Carolina Belenguer Sapińa is the first place winner of the Francisca Lorente Solaz Award for young female researchers in the field of Chemistry. The prize was announced by the Faculty of Chemistry of the University of Valencia. Belenguer holds both a bachelor’s and a doctorate degree from the University of Valencia.
The award recognises the academic and investigative trajectory of women trained in the field of chemistry at the University of Valencia. The conditions for qualification state that participants must have graduated with a bachelor’s degree after 2012, have earned a doctorate degree from the UV in the field of chemistry, and be under 30 years of age.
Carolina Belenguer holds a Bachelor’s Degree in Chemistry from the UV and two master’s degrees, one from the UV and the other from the CEU-Cardenal Herrera. Since 2022, she has also held a Doctorate in Chemistry from the University of Valencia.

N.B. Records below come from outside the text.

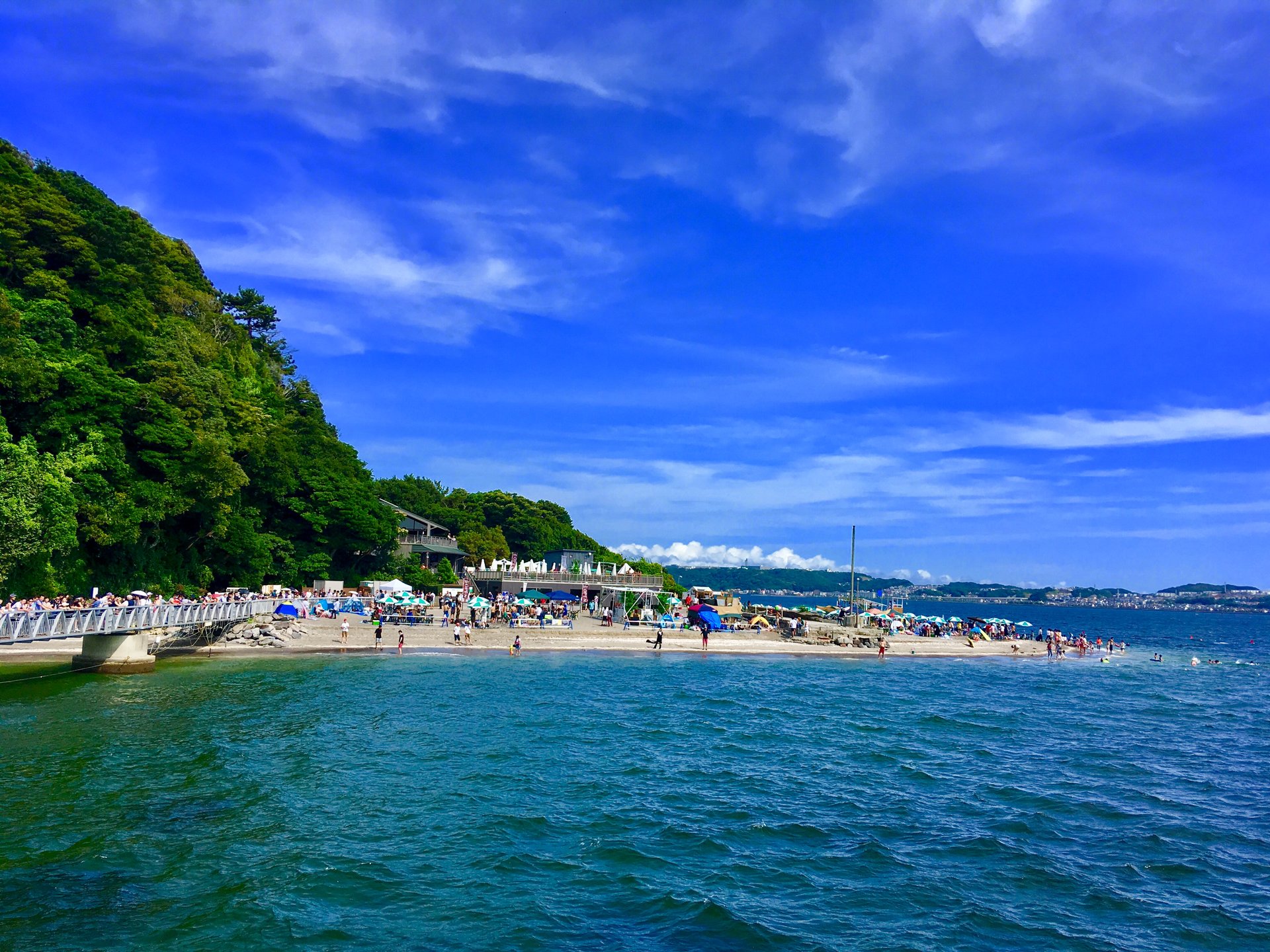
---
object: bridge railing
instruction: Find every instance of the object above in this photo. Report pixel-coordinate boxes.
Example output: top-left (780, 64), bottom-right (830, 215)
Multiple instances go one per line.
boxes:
top-left (0, 598), bottom-right (294, 643)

She won a scholarship (Talent Agency - VLC Campus) in the Department of Analytical Chemistry in order to carry out her doctoral thesis and also completed a research stay for the Organic Chemistry Institute and Centre for Soft nanoscience at the University of Münster, Alemania. She is the author of more than 20 research publications in a variety of reputable international journals in the field of Analytical Chemistry and author of numerous communications to congresses. She has taught in the Department of Analytical Chemistry and has participated in several projects for innovation in teaching and diffusion of chemistry. She also developed, together with other authors, the educational card game, ’Valencias, Juega y Formula’ (’Valencia, Play and Formulate’) published by the Publications Service (PUV) of the University of Valencia in 2019. She has also worked in various laboratories, both public and private, and currently works as interim official of the Burjassot Agro-Food Laboratory (Valencian Regional Government) in quality control and food safety.

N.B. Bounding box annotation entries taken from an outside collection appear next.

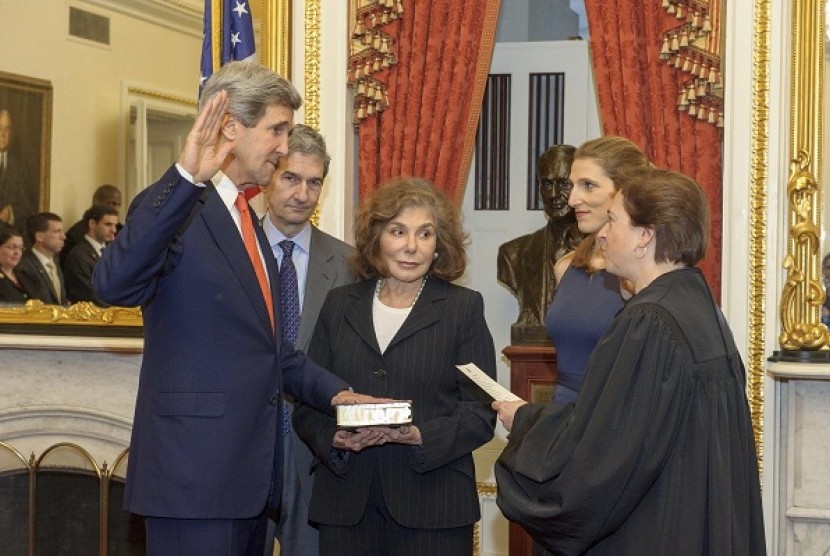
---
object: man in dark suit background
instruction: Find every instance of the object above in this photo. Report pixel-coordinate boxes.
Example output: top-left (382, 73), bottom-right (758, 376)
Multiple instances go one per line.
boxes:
top-left (60, 183), bottom-right (122, 264)
top-left (0, 108), bottom-right (39, 233)
top-left (63, 205), bottom-right (118, 307)
top-left (262, 124), bottom-right (355, 556)
top-left (93, 62), bottom-right (374, 556)
top-left (15, 212), bottom-right (67, 305)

The award is named after Francisca Lorente Solaz (Valencia, 1891-1981), the first woman to earn a degree in any of the Sciences, but specifically Chemistry, from the University of Valencia, in 1917. From 1920 to 1922, she worked in the Physics Research Laboratory, created in Madrid in 1910 by the Board of the Expansion of Studies. Her research was centred on electro-chemistry and electro-analysis, under the direction of Enrique Moles and Carmen Pradel. In 1931, she worked as a professor in the municipal laboratory of Chemical Sciences in Valencia, lead by Vicente Candela Ortells, and from 1932 she worked as a pharmacist on Avenida del Puerto (Port Avenue) here in Valencia.